What You Need to Know About Ulcerative Colitis

Ulcerative colitis affects men and women of all ages, causing inflammation and open sores, or ulcers, in the colon. The inflammation, in turn, causes frequent emptying of the colon, resulting in diarrhea (often accompanied by bleeding) and pain and cramps in the abdominal area. The cause of the disease is unclear. Researchers believe that a number of factors are involved, including a person’s genes, their immune system, and environmental factors, such as diet, drugs, and stress. It’s possible that even with the symptoms of ulcerative colitis, you may have another gastrointestinal condition with similar symptoms. Before you are diagnosed, your doctor will collect stool cultures, give you a physical, and typically order a colonoscopy and a biopsy, or tissue sample, of your colon. For many people with ulcerative colitis, medication can be used to reduce the inflammation and keep the symptoms under control. Typically steroids are given as a first step for short-term treatment, and biologics, aminosalicylates, and immunomodulatory drugs are used to keep the disease in long-term remission. If medication fails to keep the symptoms in check, surgery may be required. For some people with ulcerative colitis, surgery is optional, while others may require it due to complications. Roughly 23 to 45 percent of people with the disease eventually require some type of surgery to manage the disease.
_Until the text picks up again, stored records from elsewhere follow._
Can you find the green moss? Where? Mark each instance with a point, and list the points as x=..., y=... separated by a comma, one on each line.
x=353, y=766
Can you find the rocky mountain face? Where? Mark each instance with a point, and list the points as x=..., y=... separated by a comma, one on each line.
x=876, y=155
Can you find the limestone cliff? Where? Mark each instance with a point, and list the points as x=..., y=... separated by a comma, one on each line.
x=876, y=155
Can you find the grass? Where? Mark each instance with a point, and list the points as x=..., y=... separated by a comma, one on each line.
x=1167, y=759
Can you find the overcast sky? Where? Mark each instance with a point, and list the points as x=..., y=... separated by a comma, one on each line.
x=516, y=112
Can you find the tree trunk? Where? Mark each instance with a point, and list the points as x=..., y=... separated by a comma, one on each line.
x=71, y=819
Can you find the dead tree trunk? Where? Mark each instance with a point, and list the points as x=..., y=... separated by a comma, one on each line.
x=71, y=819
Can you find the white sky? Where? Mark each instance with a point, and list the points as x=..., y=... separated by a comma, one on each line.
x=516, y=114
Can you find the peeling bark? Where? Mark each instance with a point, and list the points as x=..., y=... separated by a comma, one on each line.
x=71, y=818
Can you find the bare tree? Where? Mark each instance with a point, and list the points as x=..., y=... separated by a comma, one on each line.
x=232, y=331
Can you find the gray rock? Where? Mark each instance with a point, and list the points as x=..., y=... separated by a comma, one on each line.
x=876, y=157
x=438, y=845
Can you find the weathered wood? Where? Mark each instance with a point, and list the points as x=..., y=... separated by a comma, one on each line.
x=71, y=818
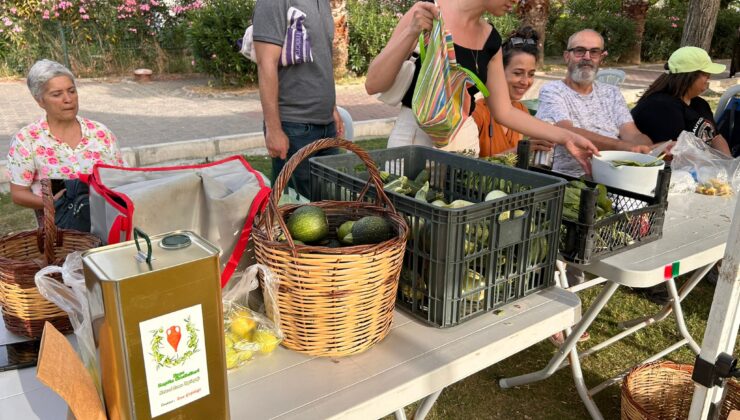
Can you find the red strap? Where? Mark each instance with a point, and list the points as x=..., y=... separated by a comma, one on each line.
x=258, y=205
x=85, y=178
x=118, y=226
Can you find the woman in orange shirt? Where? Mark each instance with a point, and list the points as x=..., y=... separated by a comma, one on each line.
x=520, y=62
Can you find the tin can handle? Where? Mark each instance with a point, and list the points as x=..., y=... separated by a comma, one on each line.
x=138, y=232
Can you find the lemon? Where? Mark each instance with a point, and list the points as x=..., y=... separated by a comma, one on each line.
x=228, y=341
x=245, y=355
x=266, y=340
x=232, y=358
x=242, y=325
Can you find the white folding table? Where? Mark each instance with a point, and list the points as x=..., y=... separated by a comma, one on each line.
x=694, y=237
x=413, y=362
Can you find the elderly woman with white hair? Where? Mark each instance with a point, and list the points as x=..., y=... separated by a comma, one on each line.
x=59, y=145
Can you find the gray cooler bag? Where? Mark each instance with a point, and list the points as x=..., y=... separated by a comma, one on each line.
x=217, y=200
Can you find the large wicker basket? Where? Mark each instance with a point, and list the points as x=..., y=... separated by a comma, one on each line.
x=21, y=256
x=663, y=391
x=332, y=301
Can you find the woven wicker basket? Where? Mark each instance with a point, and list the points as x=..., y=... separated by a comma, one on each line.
x=21, y=256
x=663, y=391
x=332, y=301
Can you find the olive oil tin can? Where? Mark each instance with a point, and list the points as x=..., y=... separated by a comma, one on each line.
x=160, y=328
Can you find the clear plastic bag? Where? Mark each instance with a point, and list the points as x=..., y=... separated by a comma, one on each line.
x=72, y=298
x=248, y=332
x=707, y=166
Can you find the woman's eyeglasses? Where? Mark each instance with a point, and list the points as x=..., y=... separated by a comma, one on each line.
x=519, y=42
x=579, y=52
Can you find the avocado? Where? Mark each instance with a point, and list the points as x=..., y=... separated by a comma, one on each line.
x=371, y=230
x=344, y=229
x=308, y=224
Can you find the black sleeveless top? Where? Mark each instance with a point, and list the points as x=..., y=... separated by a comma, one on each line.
x=466, y=58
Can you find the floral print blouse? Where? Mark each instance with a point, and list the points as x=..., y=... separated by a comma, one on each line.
x=35, y=153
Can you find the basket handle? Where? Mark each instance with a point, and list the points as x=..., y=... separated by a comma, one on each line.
x=48, y=234
x=303, y=154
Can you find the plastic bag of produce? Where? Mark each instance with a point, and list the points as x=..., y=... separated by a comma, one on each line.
x=715, y=173
x=248, y=332
x=81, y=307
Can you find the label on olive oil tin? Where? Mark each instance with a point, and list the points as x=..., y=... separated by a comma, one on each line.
x=174, y=359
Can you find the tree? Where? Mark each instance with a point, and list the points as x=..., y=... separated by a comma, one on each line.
x=535, y=13
x=637, y=11
x=700, y=21
x=341, y=37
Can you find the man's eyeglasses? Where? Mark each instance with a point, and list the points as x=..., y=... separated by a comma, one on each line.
x=519, y=42
x=579, y=52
Sometimes symptoms remain even after ostomy surgery, says Joseph Pinzone, MD, medical director of AMAI Medicine and Wellness Practice in Santa Monica, California, and an assistant clinical professor of medicine at the David Geffen School of Medicine at UCLA in Los Angeles. Although the body is very adaptable, some people still experience incontinence, diarrhea, rectal bleeding, mucus, abdominal pain, and urgent needs to use the bathroom. But Dr. Pinzone adds that the symptoms are an improvement over what people experience before surgery. While Troy’s experience with ulcerative colitis has been brutal, she sees positives in it. “It’s made me a more compassionate person,” she says, adding that it has helped her to be nonjudgmental and appreciate the love and support she has. “I was always close to family, but having this disease made me understand how important it is to have close family, friends, and a support system,” she says. “It has shown me how important people in my life are.”